Wednesday, June 24, 2020 News

Embracing the Value of Preprints on the Frontlines of COVID-19 Patient Care

Open Access   ·   Open Data

When COVID-19 hit Edinburgh, Karin Purshouse didn’t hesitate to put her doctoral studies on hold and join fellow physicians on the front lines.

“People have asked me if I was keen to go back to clinical work. I was desperate to go back,” says Purshouse, a clinical and academic cancer doctor at the University of Edinburgh. “You feel that’s your purpose. That’s what I was trained to do. You don’t want your colleagues to be struggling without you.”

Along with healthcare providers around the world, the Wellcome Trust PhD fellow is seeing the need for fast-tracked guidance on the virus and patient treatment. She is turning to preprints for the information, not having the luxury to wait for an article to appear months later in a traditional journal.

“Preprint articles hosted by the likes of Medrxiv or ResearchGate are being widely used by clinical teams all around the world as their outlet of choice for the latest information,” says Purshouse. “What’s become really apparent during COVID is that, for clinicians, open research is particularly vital and achievable. We’ve seen a complete change in how clinical research has been shared.”

Purshouse maintains that open peer review is the best way for people to judge for themselves what to extract from a piece of work since clinical research involves many variables — depending on different health care systems and demographics. While there has been some concern about quality control with preprints, Purshouse counters that major errors and limitations have been identified in a small number of high-impact, peer reviewed articles and there is an advantage with transparency.

“I think we should look at research differently — as a piece of work that will have caveats, which is true whether the peer review process is at the beginning or the peer review process is ongoing. Pre-prints make that open and clear” says Purshouse.

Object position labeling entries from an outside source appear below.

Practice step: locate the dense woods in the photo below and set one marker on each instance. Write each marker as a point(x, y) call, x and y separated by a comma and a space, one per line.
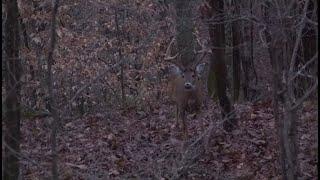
point(160, 89)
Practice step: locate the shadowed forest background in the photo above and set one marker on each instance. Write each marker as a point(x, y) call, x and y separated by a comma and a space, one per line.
point(88, 89)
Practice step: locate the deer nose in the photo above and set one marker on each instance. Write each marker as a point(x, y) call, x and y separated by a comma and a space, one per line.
point(187, 85)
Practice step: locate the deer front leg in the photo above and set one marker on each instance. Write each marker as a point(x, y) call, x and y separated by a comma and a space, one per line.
point(177, 116)
point(184, 124)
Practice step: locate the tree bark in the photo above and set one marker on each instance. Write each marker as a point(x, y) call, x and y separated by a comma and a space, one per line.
point(12, 87)
point(52, 105)
point(218, 66)
point(236, 59)
point(184, 28)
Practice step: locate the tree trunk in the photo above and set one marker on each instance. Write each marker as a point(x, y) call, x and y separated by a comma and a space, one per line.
point(236, 60)
point(51, 103)
point(12, 87)
point(286, 125)
point(217, 64)
point(184, 28)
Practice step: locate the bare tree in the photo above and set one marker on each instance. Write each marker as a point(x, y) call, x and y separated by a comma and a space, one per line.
point(217, 62)
point(283, 51)
point(12, 87)
point(52, 106)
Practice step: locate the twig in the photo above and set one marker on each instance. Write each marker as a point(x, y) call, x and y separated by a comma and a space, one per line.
point(305, 96)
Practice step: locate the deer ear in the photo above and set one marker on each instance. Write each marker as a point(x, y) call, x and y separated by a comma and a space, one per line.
point(200, 68)
point(174, 70)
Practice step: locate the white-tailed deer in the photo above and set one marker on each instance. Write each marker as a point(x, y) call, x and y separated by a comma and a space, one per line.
point(186, 88)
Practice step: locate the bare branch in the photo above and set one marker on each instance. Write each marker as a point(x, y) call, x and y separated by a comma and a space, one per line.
point(305, 96)
point(315, 57)
point(296, 46)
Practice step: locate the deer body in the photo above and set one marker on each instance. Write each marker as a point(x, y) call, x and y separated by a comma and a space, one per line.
point(186, 86)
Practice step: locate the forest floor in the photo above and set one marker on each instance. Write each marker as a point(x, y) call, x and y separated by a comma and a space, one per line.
point(118, 146)
point(144, 144)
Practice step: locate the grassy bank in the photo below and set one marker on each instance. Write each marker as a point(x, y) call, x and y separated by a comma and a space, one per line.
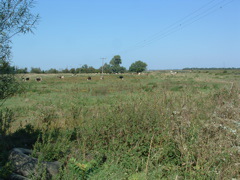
point(155, 126)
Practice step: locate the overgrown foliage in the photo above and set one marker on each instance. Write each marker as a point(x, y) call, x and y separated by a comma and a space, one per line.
point(160, 126)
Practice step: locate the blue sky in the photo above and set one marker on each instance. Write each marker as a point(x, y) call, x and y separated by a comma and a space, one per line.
point(71, 33)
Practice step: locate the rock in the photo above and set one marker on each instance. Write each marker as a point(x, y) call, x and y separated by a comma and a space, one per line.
point(25, 165)
point(17, 177)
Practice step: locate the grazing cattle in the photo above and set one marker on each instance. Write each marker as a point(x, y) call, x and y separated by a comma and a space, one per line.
point(173, 73)
point(120, 77)
point(61, 77)
point(38, 79)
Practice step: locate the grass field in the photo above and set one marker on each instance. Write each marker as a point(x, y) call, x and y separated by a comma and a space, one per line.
point(149, 126)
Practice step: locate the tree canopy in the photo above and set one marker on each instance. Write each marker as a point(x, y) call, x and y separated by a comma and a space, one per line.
point(138, 66)
point(15, 18)
point(116, 61)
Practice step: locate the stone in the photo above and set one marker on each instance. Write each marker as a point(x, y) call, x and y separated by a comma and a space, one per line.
point(25, 165)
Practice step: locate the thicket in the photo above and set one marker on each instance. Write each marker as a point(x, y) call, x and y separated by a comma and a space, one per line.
point(152, 128)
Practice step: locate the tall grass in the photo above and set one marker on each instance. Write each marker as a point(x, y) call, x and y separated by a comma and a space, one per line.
point(143, 127)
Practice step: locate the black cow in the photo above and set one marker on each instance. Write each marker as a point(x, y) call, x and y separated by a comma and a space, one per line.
point(120, 77)
point(38, 79)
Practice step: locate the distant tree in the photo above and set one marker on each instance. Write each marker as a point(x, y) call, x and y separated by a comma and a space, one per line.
point(15, 18)
point(21, 70)
point(116, 60)
point(106, 68)
point(65, 70)
point(73, 70)
point(35, 70)
point(50, 71)
point(115, 65)
point(138, 66)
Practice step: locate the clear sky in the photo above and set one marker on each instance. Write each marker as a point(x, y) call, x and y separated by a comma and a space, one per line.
point(169, 34)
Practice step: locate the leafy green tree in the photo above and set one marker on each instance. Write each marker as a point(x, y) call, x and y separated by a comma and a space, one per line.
point(73, 70)
point(115, 65)
point(50, 71)
point(116, 61)
point(21, 70)
point(65, 70)
point(138, 66)
point(15, 18)
point(36, 70)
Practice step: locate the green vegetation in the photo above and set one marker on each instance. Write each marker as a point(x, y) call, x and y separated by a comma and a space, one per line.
point(149, 126)
point(138, 66)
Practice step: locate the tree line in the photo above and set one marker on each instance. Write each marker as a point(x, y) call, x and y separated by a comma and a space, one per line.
point(114, 66)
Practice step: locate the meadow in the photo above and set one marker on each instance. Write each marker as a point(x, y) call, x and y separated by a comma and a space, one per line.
point(150, 126)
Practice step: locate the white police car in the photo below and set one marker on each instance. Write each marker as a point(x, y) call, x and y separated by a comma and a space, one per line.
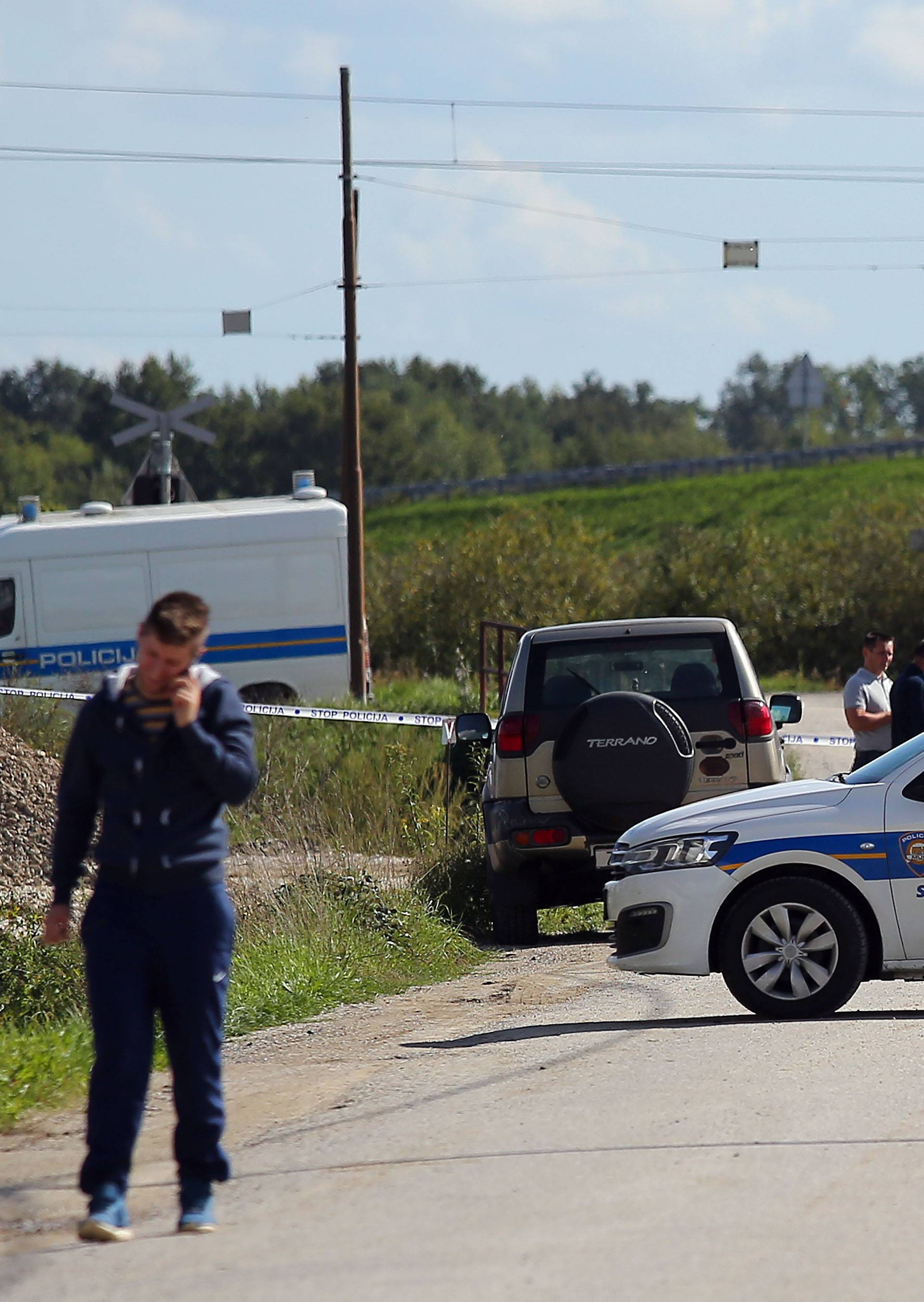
point(796, 893)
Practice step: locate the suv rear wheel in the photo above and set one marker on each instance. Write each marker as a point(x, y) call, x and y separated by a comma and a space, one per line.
point(793, 947)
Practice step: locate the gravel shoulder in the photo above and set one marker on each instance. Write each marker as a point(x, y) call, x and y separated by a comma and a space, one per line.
point(539, 1129)
point(278, 1079)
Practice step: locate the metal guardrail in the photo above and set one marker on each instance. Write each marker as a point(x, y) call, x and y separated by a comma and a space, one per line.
point(638, 472)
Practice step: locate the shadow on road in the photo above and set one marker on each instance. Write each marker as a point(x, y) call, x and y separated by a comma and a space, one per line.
point(654, 1024)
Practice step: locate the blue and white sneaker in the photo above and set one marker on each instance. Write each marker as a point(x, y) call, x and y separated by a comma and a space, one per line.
point(197, 1206)
point(107, 1220)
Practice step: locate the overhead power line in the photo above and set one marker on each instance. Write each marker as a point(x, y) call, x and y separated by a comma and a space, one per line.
point(434, 102)
point(870, 174)
point(628, 226)
point(117, 334)
point(642, 271)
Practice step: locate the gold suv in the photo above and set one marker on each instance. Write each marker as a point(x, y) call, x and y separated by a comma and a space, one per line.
point(601, 727)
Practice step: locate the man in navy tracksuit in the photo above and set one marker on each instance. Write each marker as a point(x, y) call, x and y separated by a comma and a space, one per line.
point(160, 750)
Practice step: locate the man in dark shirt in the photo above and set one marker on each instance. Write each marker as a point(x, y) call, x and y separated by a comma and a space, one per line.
point(908, 699)
point(160, 749)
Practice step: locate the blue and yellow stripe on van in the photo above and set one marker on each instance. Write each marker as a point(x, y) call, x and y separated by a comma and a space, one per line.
point(292, 644)
point(870, 865)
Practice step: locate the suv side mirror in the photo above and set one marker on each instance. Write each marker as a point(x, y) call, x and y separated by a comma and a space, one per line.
point(474, 728)
point(785, 708)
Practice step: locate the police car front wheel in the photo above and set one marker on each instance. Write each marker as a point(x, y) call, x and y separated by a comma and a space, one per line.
point(793, 947)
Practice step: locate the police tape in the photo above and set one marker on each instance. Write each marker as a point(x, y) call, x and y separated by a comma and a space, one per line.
point(811, 740)
point(383, 717)
point(323, 712)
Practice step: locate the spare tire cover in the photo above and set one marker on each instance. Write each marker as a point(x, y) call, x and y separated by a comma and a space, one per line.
point(622, 757)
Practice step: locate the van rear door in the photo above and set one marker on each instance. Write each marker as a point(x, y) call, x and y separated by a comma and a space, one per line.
point(17, 628)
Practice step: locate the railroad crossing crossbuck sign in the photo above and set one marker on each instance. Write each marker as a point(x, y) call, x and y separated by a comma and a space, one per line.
point(162, 426)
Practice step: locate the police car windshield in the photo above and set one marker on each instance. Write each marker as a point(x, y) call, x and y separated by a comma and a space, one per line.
point(882, 769)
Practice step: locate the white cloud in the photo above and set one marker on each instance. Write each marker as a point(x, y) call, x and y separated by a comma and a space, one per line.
point(315, 59)
point(150, 37)
point(753, 313)
point(546, 11)
point(737, 17)
point(893, 37)
point(758, 309)
point(158, 226)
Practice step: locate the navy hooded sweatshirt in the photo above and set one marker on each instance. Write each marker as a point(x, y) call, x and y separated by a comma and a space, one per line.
point(162, 800)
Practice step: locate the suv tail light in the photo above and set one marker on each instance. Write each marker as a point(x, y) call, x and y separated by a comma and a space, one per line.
point(542, 836)
point(516, 734)
point(751, 718)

Within her specialty as an oncologist, Purshouse is participating in another massive collaborative project (the UK Coronavirus Cancer Monitoring Project) searching for answers about the impact of COVID-19 on cancer patient care. “That’s another example of this openness that we are seeing and I hope is the future,” says Purshouse, whose husband is an emergency room resident.

About 10 years ago as a medical student, Purshouse became involved with SPARC’s student program and later attended OpenCon to learn more about open access with other early career researchers. The experience inspired her to help develop an open access policy for the British Medical Association. When Purshouse later became a Fulbright Scholar, she proposed the organization explore an open access policy as well.

Now, in a clinical setting, Purshouse says merely discussing preprints during the global pandemic is pushing the open agenda forward. “Our department is regularly summarizing and sharing appraisals of the most up-to-date evidence, and this has highlighted that much of the key research is first being published in pre-print format. The clinical community is having a conversation about how we share clinical research in a way we’ve not seen before – that in itself is advocacy” says Purshouse.

Many of her colleagues were simply not aware of open access prior to the pandemic, but Purshouse says this has been a “watershed moment” to educate and come to realize its value.  Some information, for instance, on how hospitals are operating differently to accommodate coronavirus patients may not interest a journal, yet clinicians would benefit from sharing best practices.

Practitioners are so crunched for time to get the latest research, Purshouse says that this crisis has illuminated the utility of preprints and she’d welcome the chance to write about its impact

“I think it’s important that we learn the lessons. I don’t think we will ever go back – or should go back,” she says. “Preprints should be the dream for clinicians. You don’t have to pay to publish it, and you don’t have to wait to read it. That’s pretty powerful. The key now is starting a dialogue about how pre-prints can drive up publishing quality as part of an open peer review process.”